To determine which server a key is stored on, we go clockwise from the key position on the ring until a server is found.

image

Add a server

Using the logic described above, adding a new server will only require redistribution of a fraction of keys. Let us take a close look at the logic. Before server 4 is added, key0 is stored on server 0. Now, key0 will be stored on server 4 because server 4 is the first server it encounters by going clockwise from key0’s position on the ring. The other keys are not redistributed based on consistent hashing algorithm.

image

Remove a server

When a server is removed, only a small fraction of keys require redistribution with consistent hashing. When server 1 is removed, only key1 must be remapped to server 2. The rest of the keys are unaffected.

image

The basic steps are:
  • Map servers and keys on to the ring using a uniformly distributed hash function.
  • To find out which server a key is mapped to, go clockwise from the key position until the first server on the ring is found.
Two problems are identified with this approach.
  • First, it is impossible to keep the same size of partitions on the ring for all servers considering a server can be added or removed.
  • A partition is the hash space between adjacent servers.
  • It is possible that the size of the partitions on the ring assigned to each server is very small or fairly large.

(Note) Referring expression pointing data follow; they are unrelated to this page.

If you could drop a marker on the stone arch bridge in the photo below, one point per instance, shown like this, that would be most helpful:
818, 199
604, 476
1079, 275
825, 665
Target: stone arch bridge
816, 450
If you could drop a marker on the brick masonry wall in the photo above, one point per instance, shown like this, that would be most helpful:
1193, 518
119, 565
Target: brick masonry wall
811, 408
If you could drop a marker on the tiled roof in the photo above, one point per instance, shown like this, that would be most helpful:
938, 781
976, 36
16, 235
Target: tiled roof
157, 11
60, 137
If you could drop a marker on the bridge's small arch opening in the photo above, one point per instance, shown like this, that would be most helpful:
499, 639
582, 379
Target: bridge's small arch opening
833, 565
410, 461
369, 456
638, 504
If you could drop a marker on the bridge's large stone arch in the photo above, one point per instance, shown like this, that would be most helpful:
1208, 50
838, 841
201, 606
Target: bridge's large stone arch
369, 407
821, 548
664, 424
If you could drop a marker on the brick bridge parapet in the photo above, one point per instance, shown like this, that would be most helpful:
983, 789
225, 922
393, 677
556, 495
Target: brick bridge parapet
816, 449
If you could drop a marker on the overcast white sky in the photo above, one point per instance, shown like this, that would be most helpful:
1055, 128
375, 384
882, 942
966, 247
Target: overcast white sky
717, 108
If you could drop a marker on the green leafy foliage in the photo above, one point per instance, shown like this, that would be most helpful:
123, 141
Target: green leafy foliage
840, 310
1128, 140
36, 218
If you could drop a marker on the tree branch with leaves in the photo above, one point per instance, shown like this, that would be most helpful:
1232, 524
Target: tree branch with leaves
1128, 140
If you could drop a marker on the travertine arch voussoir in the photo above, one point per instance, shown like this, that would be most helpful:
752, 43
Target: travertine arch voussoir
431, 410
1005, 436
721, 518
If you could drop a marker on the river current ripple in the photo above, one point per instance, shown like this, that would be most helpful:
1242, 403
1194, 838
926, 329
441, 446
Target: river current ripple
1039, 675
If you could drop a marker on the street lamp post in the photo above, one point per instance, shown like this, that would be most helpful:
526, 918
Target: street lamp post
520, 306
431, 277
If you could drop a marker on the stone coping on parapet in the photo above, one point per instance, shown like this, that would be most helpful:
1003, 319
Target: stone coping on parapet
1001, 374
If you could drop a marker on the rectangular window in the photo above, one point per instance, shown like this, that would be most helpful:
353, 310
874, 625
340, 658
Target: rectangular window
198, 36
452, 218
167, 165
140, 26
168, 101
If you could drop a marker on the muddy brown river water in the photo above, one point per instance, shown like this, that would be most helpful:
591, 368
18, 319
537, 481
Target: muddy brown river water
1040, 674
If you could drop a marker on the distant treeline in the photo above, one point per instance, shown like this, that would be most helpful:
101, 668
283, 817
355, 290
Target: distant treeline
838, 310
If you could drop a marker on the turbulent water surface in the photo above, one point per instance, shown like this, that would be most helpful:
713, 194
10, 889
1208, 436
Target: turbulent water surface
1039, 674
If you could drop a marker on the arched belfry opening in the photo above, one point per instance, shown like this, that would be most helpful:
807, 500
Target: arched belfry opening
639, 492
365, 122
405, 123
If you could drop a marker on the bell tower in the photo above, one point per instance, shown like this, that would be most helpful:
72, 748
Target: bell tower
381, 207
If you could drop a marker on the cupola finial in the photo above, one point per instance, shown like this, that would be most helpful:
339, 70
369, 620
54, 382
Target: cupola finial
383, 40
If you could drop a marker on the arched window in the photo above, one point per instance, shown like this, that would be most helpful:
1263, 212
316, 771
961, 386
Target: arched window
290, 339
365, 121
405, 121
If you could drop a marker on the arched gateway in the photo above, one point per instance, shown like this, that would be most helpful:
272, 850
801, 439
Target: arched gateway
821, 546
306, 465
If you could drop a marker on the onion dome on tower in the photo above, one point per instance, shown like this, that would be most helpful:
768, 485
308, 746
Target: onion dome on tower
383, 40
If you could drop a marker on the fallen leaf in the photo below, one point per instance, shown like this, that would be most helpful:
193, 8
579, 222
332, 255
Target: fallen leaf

For example, if s1 is removed, s2’s partition (highlighted with the bidirectional arrows) is twice as large as s0 and s3’s partition.

image

Virtual nodes

A virtual node refers to the real node, and each server is represented by multiple virtual nodes on the ring. In the following figure, both server 0 and server 1 have 3 virtual nodes. The 3 is arbitrarily chosen; and in real-world systems, the number of virtual nodes is much larger.